Saldiva e Coelho integram uma rede internacional de pesquisa que, na última década, começou a estimar o impacto dos dias mais quentes e mais frios na saúde das pessoas e na economia. Em um estudo recente, publicado na edição impressa de dezembro da revista Environmental Epidemiology, a dupla brasileira e pesquisadores de outros nove países calcularam a proporção de mortes que podem ser atribuídas aos extremos de frio e de calor em 13 nações da América Latina, além de três territórios ultramarinos franceses no continente, e o quanto representam em perdas financeiras.

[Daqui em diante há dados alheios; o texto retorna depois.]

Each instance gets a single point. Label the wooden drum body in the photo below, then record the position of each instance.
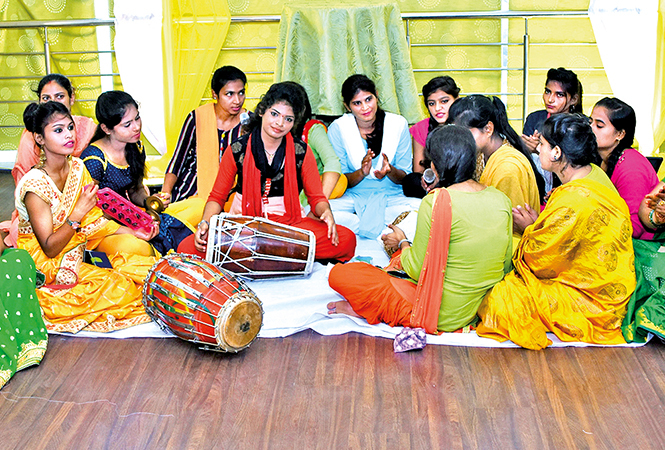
(201, 303)
(255, 247)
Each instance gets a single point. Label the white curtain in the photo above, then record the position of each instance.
(626, 37)
(138, 47)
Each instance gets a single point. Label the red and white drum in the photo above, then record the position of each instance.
(255, 247)
(201, 303)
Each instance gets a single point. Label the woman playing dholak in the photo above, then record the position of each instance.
(573, 269)
(58, 220)
(272, 166)
(462, 248)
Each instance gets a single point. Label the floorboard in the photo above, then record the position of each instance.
(349, 391)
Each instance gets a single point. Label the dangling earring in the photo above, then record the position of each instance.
(42, 155)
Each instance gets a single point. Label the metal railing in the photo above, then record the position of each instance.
(408, 18)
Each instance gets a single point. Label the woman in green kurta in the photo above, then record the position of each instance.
(479, 249)
(22, 332)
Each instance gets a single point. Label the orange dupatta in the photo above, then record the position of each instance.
(207, 149)
(425, 313)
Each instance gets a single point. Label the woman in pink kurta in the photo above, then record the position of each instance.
(613, 122)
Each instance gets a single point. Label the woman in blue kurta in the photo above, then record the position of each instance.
(374, 148)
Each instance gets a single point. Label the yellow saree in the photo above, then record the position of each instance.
(573, 272)
(102, 299)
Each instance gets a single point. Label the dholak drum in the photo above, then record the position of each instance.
(255, 247)
(201, 303)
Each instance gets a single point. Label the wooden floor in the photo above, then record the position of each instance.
(309, 391)
(350, 391)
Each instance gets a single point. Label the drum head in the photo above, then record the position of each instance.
(242, 323)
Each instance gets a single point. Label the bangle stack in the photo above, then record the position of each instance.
(653, 222)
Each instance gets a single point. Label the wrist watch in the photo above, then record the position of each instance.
(74, 224)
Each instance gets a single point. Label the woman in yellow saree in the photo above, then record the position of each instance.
(573, 268)
(58, 220)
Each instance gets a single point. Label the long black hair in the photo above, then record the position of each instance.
(299, 126)
(570, 83)
(110, 109)
(286, 92)
(622, 117)
(350, 87)
(452, 150)
(572, 133)
(443, 83)
(476, 111)
(226, 74)
(62, 80)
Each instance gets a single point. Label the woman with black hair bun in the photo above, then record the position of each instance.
(508, 167)
(272, 166)
(374, 148)
(116, 160)
(439, 93)
(562, 94)
(613, 122)
(573, 268)
(52, 88)
(59, 220)
(207, 132)
(455, 256)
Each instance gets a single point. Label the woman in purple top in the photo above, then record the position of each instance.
(439, 93)
(613, 122)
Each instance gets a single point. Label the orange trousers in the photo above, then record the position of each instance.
(372, 293)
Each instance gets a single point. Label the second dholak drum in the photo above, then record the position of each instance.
(255, 247)
(201, 303)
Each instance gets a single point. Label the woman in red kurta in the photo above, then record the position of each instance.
(272, 167)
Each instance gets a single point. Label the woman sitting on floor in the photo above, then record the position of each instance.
(573, 269)
(645, 312)
(58, 220)
(438, 94)
(508, 166)
(116, 160)
(455, 257)
(613, 122)
(57, 88)
(374, 148)
(206, 133)
(562, 94)
(271, 168)
(314, 133)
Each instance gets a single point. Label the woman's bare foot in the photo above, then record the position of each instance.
(342, 307)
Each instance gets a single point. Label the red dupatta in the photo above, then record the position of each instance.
(252, 204)
(425, 313)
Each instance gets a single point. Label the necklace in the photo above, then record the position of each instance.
(270, 156)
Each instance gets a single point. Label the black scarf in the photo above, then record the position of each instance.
(260, 158)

As 69 localidades avaliadas estão situadas em países que vão do México ao Chile, incluindo o Brasil. Nelas, ao menos 408.136 pessoas morreram por causa do frio e 59.806 em decorrência do calor entre 1997 e 2019. Os óbitos pelas baixas temperaturas correspondem a 4,1% e os associados às altas a 0,6% dos 9,98 milhões de mortes notificadas nessas cidades no período. Combinadas, essas fatalidades geraram uma perda de cerca de US$ 2,4 bilhões por ano, calculada com base no valor estimado para um ano de vida e no número de anos que cada pessoa teria vivido se alcançasse a expectativa média de vida de sua população. As perdas relacionadas ao frio variaram de US$ 0,3 milhão ao ano, na Costa Rica, a US$ 472,2 milhões ao ano, na Argentina. Associado a menos óbitos, o calor gerou prejuízos anuais que foram de US$ 0,05 milhão, no Equador, a US$ 90,6 milhões no Brasil (ver tabela).
O Brasil, a propósito, contribuiu com um dos maiores números de localidades e a série histórica mais longa. Aqui, em 18 cidades onde vivem mais de 30 milhões de pessoas (12 delas capitais), houve 3,86 milhões de óbitos de 1997 a 2018. Nesses 22 anos, 113.528 mortes ocorreram em consequência do frio e 29.170 do calor, com perdas anuais que somaram US$ 352,5 milhões, no primeiro caso, e os já citados US$ 90,6 milhões, no segundo. “Um problema no Brasil é que, de modo geral, casas, escolas, hospitais e muitos locais de trabalho não estão preparados para enfrentar nem o frio intenso nem o calor elevado, que deve se tornar mais comum em muitas regiões do país como consequência das mudanças climáticas e das alterações no ambiente urbano”, conta a médica e meteorologista.
As mortes são apenas o efeito mais extremo e evidente das variações de temperatura. O frio e o calor, porém, geram prejuízos econômicos e afetam a qualidade de vida. Em um trabalho anterior, publicado em 2023 na revista Science of the Total Environment, Saldiva, Coelho e colaboradores haviam computado em quase US$ 105 bilhões as perdas econômicas, em 510 cidades brasileiras, decorrentes do trabalho em condições térmicas inadequadas (muito quente ou frio) entre 2000 e 2019 (ver Pesquisa FAPESP nº 331).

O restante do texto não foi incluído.